Other players who have similar three-year totals to Lockett, but barely produced as rookies are Pierre Garcon (1,572 yards, but only 23 as a rookie), Steve Breaston (1,810 yards, but 92 as a rookie), and Jeremy Kerley (1,664 yards, but 314 as a rookie). These players were also low on touchdowns, sometimes lower than Lockett. Garcon is obviously the ideal outcome of those three, while Breaston and Kerley settled into being “reliable for a few more years.”
They also all fall in around 13 YPC, with Lockett currently at 13.3 YPC, so it’s not just similar in totals but in rate stats per catch and target. Lockett has also had the benefit of playing with one of the best quarterbacks in the league, which should be taken into account; Kerley was with Mark Sanchez and Geno Smith, but Breaston was with Kurt Warner and Garcon with Peyton Manning. So, it happens. Who knew that productive receivers often have productive quarterbacks?
How about players who, like Lockett, caught between 500 and 800 yards in each of their first three seasons, giving them a similar trajectory rather than just totals?
That bag is also mixed and includes: Martavis Bryant (third official season in the league was actually his fourth year, with one of the years being lost to suspension), Peter Warrick, Robert Woods, Brian Hartline, and Andre Reed would all qualify under those circumstances. There are 25 total names that did it, including Lockett, but many of them are not receivers or played long, long ago. Reed is the most “ancient” and he went onto the Hall of Fame, but of course players weren’t putting up numbers in the 80s and 90s like they are today.
Hartline had very similar numbers to Lockett after three seasons, then put up over 1,000 yards in both year four and year five. He evaporated from the league pretty quickly after that though, perhaps a lesson on going to Cleveland.
Woods and Lockett have also had very similar first-three seasons and Woods got a fairly hefty contract from the LA Rams despite solid-yet-unspectacular numbers. I do expect that after this season is over, if he’s healthy, Lockett will also get a very rich deal from some team. If that’s going to be the Seahawks, I think he’s going to need to do more than 600-700 yards, especially now that he’s the favorite to be Wilson’s number two target. I think we saw with Paul Richardson that if you’re the number two guy and you’re not consistently an on-field threat, Seattle is willing to let you walk.
I don’t think they would have if Richardson consistently produced, and he had seven games with 35 or less yards. In the last five games he caught nine of 24 targets for 119 yards. Lockett has had stretches like that too. He can’t really have them next season and expect to be brought back, I don’t think.

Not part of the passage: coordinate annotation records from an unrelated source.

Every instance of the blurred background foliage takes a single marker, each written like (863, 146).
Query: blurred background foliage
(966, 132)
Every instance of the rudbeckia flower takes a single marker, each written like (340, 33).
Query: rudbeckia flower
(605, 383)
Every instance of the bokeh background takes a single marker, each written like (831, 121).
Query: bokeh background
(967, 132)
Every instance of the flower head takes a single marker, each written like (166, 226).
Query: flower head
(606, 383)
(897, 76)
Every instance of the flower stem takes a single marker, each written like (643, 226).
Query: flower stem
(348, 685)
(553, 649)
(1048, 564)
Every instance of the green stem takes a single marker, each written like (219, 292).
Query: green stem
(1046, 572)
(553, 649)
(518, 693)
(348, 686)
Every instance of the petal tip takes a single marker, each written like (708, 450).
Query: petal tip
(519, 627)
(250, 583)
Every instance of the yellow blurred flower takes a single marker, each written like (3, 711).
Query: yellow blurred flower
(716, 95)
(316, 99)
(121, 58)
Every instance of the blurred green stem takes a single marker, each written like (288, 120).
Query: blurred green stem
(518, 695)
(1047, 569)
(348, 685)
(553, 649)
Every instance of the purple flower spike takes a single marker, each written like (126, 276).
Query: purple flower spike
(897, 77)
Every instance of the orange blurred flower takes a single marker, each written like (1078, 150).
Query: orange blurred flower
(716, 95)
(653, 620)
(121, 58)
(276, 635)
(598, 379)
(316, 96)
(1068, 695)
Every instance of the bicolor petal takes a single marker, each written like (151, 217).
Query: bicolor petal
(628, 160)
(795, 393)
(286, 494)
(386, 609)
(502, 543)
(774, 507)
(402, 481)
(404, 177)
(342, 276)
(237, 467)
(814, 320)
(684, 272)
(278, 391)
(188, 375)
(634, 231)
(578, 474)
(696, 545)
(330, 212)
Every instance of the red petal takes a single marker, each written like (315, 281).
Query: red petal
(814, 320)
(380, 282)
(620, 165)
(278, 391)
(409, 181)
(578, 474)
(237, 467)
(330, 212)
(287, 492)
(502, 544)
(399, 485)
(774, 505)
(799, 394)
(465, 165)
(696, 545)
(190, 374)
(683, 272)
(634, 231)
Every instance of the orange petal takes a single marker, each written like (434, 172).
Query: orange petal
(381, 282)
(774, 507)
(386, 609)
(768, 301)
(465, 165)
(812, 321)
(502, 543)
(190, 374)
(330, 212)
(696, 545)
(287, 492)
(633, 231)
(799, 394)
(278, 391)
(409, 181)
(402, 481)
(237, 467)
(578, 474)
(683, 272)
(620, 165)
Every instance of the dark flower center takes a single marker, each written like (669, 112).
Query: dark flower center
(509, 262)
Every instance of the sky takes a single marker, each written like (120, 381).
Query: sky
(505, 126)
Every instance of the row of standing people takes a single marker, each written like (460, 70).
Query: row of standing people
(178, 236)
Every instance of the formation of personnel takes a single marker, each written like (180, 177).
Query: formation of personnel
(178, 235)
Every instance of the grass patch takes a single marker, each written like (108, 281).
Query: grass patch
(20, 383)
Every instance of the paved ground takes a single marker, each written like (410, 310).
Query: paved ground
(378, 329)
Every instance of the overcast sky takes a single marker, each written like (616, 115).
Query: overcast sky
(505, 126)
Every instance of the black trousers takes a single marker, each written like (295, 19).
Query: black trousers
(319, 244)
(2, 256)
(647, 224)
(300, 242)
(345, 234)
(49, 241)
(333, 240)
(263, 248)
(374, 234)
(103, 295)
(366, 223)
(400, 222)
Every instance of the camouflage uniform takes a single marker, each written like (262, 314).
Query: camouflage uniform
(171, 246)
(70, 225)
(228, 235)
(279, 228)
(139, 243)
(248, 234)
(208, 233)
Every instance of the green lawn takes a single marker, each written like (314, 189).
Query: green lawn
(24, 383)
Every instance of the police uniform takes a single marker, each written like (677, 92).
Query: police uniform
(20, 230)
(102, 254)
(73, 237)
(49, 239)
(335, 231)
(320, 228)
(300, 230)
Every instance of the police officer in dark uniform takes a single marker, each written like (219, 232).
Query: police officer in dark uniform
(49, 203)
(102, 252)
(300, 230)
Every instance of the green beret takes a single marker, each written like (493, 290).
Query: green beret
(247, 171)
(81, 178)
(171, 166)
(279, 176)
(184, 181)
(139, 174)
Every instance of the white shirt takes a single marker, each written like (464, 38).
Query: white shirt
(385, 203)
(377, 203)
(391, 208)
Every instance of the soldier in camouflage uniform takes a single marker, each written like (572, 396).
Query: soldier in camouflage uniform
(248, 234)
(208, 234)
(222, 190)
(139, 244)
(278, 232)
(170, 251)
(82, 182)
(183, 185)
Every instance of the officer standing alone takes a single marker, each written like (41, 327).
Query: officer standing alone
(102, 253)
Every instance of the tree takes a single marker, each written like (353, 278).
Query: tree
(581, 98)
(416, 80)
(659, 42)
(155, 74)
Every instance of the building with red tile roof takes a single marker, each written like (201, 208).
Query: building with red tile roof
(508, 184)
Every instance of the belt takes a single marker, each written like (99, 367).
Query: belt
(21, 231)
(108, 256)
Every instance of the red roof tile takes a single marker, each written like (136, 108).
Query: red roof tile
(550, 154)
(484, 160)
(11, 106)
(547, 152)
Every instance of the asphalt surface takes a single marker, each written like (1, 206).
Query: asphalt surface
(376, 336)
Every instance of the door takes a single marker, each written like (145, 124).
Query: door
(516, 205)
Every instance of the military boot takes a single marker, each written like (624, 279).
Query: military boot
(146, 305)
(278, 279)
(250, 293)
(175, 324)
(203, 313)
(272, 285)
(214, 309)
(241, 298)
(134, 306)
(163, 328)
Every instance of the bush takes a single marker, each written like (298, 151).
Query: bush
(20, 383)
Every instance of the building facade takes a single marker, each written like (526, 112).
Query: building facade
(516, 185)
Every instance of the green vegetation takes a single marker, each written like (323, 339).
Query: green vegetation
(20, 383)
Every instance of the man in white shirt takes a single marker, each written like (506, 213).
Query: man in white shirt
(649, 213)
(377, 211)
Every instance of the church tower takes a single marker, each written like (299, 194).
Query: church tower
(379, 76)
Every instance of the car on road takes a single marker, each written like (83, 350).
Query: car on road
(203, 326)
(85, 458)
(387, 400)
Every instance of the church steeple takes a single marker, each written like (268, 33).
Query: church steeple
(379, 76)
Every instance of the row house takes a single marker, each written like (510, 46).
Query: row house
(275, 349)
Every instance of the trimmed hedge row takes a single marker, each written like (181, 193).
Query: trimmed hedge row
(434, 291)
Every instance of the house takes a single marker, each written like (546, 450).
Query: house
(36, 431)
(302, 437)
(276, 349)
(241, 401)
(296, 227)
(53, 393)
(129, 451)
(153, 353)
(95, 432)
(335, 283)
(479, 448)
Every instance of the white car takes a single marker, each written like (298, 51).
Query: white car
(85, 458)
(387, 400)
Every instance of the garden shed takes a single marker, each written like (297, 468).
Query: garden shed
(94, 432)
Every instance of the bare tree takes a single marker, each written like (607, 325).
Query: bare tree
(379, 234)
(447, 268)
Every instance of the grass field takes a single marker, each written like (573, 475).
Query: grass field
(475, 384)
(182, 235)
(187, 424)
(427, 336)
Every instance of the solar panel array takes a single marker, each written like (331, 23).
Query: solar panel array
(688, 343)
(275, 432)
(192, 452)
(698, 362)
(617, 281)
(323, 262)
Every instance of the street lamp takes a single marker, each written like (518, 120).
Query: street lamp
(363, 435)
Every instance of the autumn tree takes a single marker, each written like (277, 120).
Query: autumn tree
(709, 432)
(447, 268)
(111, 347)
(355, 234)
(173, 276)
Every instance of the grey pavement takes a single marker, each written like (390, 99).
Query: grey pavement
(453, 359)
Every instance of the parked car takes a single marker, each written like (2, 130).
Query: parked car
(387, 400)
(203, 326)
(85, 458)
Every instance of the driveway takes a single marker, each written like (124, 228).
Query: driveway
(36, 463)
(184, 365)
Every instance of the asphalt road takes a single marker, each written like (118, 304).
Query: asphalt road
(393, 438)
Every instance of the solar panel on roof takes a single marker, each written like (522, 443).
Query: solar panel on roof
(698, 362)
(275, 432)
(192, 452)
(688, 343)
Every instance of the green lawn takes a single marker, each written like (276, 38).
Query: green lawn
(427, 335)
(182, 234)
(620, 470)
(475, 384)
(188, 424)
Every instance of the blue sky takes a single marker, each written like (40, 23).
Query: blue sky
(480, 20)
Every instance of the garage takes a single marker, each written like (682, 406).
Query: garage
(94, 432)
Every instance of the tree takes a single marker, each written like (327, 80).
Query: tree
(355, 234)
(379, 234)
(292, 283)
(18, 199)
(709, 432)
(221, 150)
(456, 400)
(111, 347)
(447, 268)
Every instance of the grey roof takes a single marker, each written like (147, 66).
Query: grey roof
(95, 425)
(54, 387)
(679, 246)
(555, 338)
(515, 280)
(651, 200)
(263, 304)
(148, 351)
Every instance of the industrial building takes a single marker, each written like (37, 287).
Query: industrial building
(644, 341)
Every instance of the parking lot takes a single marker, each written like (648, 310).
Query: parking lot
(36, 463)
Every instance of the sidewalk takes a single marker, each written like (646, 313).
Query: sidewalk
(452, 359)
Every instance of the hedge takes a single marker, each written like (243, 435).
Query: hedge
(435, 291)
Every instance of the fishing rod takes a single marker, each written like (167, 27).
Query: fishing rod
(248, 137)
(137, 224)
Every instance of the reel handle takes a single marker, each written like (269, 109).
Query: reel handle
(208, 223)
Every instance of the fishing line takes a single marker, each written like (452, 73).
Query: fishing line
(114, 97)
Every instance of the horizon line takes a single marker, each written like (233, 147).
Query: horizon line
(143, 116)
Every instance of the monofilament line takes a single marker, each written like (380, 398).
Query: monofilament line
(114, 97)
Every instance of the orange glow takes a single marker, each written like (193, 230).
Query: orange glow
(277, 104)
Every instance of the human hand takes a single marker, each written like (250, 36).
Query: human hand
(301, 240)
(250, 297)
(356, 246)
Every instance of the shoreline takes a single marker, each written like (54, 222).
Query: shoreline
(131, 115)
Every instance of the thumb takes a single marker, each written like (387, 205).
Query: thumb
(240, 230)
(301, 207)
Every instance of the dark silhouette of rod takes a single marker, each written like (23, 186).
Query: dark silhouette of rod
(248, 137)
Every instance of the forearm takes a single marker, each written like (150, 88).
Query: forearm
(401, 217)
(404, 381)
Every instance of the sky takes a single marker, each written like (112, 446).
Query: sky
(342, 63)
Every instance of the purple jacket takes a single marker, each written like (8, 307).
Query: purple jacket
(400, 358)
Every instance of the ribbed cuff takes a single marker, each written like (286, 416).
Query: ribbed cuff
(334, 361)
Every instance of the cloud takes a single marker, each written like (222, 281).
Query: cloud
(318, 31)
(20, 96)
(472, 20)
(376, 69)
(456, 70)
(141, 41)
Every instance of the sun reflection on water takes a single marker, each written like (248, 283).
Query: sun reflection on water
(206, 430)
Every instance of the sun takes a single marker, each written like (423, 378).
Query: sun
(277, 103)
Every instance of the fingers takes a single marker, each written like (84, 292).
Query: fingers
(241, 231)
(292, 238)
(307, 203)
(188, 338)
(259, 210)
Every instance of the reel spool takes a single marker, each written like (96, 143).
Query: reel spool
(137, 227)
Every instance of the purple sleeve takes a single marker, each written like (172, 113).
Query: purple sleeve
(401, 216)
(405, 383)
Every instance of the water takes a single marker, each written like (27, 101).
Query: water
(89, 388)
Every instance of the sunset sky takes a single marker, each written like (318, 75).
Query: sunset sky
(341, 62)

Warrick was the fourth overall pick in 2000 and he actually was quite productive in year four — 79 catches for 819 yards and seven touchdowns — but he missed most of year five and then as you may remember, fluttered out of the league after one season with the Seahawks.
Then there’s Bryant, who may be the Steelers WR most like Lockett, at least in terms of production. Though Bryant had 21.1 YPC as a rookie, that number has shifted down to 13.7 YPC over the last two seasons (26 games) and he was pretty close to the same stats as Lockett in 2017. I think Bryant is seen as the most impressive athlete/receiver between the two, which may be accurate, but with a lot more character concerns, which is definitely accurate.
Both are entering their fourth official seasons with a lot to prove and it will be interesting to see what that means for the 2019 offseason depending on those outcomes. I still believe that Lockett can be an above-average number two receiver in the NFL, like Garcon, but there’s also the very real possibility that he’s not going to move past some of the other similar first-three-year players, like Breaston, Kerley, Mike Sims-Walker, Jabar Gaffney, and Josh Morgan.
The good news is that there are a lot of possibilities left for Tyler Lockett. And that’s the concerning news too.